The downside of migration through multiple commits is that the commits all have to go through CI and get reviewed. It adds a lot of overhead to a potentially small change and depending on how slow your test and review stages are, it could be prohibitively expensive.
One theoretical benefit of migration through multiple commits is it creates a disincentive to couple changes together. Developers are challenged to avoid changing APIs where possible. In practice, this is impossible. Some repositories are naturally coupled - even if they are very different code bases e.g. you might have a C back-end and Javascript front-end in different repositories that are often dependent because some change in the back-end needs to also be reflected in the front-end.
Orchestration and composition is supported to some extent in CI tools. There is usually some facility to trigger other workflows and pass payloads between them but it always seems pretty fragile to me. The configurations are complex and seem to be add-ons rather than designed in from the start. In my experience it is not a reliable approach. If you're in a position where you are choosing which CI system to adopt, then put composability on a must-have features list.
Monorepos are the more traditional systems I've seen. They are the simplest case. There are a few disadvantages though:
- They become massive! The monorepo grows and grows and it's difficult to trim them back. Cloning them can take a very long time and use a lot of bandwidth if you're using cloud services.
- They enable code that breaks API boundaries. Once the barriers to coupled packages are removed, developers will start writing code that violates API design principles. Not on purpose but because of time pressures or by mistake. It is up to the senior engineers to now police the system with more vigilance or come up with some automated checks.

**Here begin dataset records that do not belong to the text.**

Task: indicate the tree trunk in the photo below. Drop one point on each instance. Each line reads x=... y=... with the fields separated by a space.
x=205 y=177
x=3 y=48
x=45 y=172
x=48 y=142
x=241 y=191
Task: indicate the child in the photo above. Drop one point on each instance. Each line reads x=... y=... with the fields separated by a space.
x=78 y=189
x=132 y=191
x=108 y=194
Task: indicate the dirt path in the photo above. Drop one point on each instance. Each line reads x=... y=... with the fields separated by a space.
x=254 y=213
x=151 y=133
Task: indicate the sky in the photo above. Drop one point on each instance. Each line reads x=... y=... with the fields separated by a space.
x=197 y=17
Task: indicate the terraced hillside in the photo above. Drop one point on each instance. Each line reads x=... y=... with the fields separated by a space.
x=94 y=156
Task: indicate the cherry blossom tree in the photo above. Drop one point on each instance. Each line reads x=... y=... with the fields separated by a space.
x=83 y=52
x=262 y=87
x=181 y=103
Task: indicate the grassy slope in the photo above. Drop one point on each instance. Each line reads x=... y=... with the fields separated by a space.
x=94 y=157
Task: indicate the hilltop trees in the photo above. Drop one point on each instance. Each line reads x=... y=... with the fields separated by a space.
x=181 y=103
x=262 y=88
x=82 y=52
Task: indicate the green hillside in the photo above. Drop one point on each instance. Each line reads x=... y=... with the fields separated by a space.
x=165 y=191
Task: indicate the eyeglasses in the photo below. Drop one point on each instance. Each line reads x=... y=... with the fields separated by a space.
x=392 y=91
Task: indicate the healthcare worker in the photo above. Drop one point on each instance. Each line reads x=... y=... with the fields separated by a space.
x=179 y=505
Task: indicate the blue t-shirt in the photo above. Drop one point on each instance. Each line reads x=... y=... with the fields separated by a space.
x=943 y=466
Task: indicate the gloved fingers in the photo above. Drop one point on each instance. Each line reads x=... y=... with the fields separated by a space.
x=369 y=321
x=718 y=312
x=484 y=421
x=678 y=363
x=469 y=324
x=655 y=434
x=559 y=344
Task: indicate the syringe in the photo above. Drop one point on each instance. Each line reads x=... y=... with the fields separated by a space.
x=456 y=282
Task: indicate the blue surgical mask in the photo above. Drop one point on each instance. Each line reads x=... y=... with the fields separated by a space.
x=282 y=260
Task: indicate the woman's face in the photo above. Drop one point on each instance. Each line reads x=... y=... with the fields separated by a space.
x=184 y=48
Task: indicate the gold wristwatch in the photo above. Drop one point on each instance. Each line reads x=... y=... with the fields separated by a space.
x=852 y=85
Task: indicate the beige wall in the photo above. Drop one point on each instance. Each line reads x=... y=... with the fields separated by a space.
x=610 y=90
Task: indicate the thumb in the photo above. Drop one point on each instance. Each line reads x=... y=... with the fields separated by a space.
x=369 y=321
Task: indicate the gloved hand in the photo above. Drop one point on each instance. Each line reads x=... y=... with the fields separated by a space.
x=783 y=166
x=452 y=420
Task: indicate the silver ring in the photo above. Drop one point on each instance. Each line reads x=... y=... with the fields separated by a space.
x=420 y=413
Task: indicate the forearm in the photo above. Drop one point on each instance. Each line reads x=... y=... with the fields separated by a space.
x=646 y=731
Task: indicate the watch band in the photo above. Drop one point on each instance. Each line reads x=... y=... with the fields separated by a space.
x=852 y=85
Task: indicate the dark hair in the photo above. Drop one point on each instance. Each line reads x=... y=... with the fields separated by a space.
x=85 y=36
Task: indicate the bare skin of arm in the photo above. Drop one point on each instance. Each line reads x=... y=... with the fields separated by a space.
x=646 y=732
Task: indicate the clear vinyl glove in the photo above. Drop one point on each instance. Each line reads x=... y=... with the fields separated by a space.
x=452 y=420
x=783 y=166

So what's the answer? I think it's a combination of the three options. A rule I've heard before is that "code that changes together should stay together". The idea is usually for architecture but it can apply to repository organisation as well. The default should be to isolate packages in their own repositories and build out a pretty flexible API early on so that ongoing changes are minimised. If the nature of the package is that it has to change in sync with another package more often than not, then consider merging the two repositories. Once you have packages sharing a repository, introduce review checklists and automation that alert or prevent developers from breaking APIs.